I just built a new gaming PC and the Wi-Fi speed on it is awful. The Wi-Fi icon shows strong signal, so I assumed signal wasn’t the issue. I already updated Windows, installed the motherboard Wi-Fi driver, rebooted the router, reset network settings, flushed DNS, and checked Task Manager. Nothing obvious is using bandwidth.

Could this be a bad Wi-Fi card, or is there something obvious I’m missing?

First dumb question: are the external antennas actually screwed in? Not being sarcastic. A lot of motherboard Wi-Fi works horribly without the antennas, even if Windows still shows “connected”. Also don’t leave the antenna puck behind the PC case under the desk. That metal box can absolutely hurt the signal. Put the antennas up on the desk, away from the back of the case, and test again.

Since this is Wi-Fi and not Ethernet, I’d check the actual radio situation before blaming the motherboard.

Run NetSpot and check the band, SNR/SIR, channel congestion, and signal quality — not just the Wi‑Fi bars.

Also check Device Manager.

Network adapters → your Wi-Fi adapter → Properties → Advanced.

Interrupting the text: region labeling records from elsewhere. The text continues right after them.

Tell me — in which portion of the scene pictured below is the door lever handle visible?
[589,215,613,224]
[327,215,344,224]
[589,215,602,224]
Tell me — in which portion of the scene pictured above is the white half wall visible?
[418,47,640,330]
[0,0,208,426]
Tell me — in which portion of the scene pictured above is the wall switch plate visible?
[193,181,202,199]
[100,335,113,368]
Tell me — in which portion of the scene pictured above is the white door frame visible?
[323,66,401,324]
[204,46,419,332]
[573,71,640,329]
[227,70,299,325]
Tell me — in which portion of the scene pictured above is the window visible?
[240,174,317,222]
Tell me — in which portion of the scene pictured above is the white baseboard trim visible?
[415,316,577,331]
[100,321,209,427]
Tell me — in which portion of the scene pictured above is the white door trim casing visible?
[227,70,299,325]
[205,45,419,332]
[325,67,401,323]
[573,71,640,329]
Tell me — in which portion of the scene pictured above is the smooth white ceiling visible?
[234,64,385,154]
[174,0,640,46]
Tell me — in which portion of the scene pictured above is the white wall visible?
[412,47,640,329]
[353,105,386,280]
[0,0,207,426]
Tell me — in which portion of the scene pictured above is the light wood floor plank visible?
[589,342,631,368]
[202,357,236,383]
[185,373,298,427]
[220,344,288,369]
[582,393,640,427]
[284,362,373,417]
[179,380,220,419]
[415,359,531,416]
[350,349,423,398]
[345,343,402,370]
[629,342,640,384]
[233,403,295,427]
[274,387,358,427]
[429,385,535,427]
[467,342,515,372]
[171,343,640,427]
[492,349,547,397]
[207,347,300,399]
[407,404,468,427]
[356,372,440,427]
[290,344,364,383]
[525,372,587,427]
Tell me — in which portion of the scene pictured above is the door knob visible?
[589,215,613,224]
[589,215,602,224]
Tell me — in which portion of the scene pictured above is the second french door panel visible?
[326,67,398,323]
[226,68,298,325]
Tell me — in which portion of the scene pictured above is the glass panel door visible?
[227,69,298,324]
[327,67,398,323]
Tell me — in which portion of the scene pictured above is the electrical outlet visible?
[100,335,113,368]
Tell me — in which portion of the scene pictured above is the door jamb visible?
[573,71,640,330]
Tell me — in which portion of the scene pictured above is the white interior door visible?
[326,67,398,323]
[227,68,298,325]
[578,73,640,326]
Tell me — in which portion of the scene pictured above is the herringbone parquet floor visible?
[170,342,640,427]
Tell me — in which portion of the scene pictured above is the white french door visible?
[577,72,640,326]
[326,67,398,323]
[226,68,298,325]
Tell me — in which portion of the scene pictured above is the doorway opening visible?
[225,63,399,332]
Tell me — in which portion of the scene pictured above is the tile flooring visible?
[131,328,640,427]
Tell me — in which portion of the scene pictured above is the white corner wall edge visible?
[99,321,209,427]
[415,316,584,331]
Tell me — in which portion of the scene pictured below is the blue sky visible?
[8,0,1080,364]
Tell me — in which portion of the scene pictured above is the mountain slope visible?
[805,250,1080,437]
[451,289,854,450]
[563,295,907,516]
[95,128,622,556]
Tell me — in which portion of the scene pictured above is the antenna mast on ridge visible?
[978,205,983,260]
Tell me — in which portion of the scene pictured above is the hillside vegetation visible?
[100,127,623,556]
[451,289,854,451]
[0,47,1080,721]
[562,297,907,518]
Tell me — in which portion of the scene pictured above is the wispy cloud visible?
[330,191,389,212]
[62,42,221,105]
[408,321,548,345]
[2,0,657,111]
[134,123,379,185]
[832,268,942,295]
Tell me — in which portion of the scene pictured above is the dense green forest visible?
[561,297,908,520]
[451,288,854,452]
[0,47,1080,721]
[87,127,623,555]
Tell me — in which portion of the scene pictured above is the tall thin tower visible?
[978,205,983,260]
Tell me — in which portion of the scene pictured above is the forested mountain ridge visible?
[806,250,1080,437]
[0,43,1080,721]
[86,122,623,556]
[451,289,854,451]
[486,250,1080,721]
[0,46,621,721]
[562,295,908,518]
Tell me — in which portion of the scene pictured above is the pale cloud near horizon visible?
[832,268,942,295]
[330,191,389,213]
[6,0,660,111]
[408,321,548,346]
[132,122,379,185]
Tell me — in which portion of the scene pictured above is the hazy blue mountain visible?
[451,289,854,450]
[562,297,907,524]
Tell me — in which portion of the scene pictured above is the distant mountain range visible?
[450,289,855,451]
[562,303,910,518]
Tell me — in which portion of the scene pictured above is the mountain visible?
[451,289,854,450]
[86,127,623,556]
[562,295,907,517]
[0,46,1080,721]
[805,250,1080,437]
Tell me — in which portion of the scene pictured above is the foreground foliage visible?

Look for things like preferred band, roaming aggressiveness, power saving mode, channel width, and 802.11 mode. I’d set preferred band to 5 GHz or 6 GHz if your router supports it.

And install the Wi-Fi driver from the motherboard vendor or the actual Wi-Fi chip vendor. Windows Update drivers are sometimes “good enough to connect” but not good enough for performance.

I checked, and the channel I was using was indeed quite congested. I switched my computer to 6 GHz, and so far, things are noticeably better.

I’ll still have to use Ethernet eventually, but at least now I know the motherboard isn’t broken.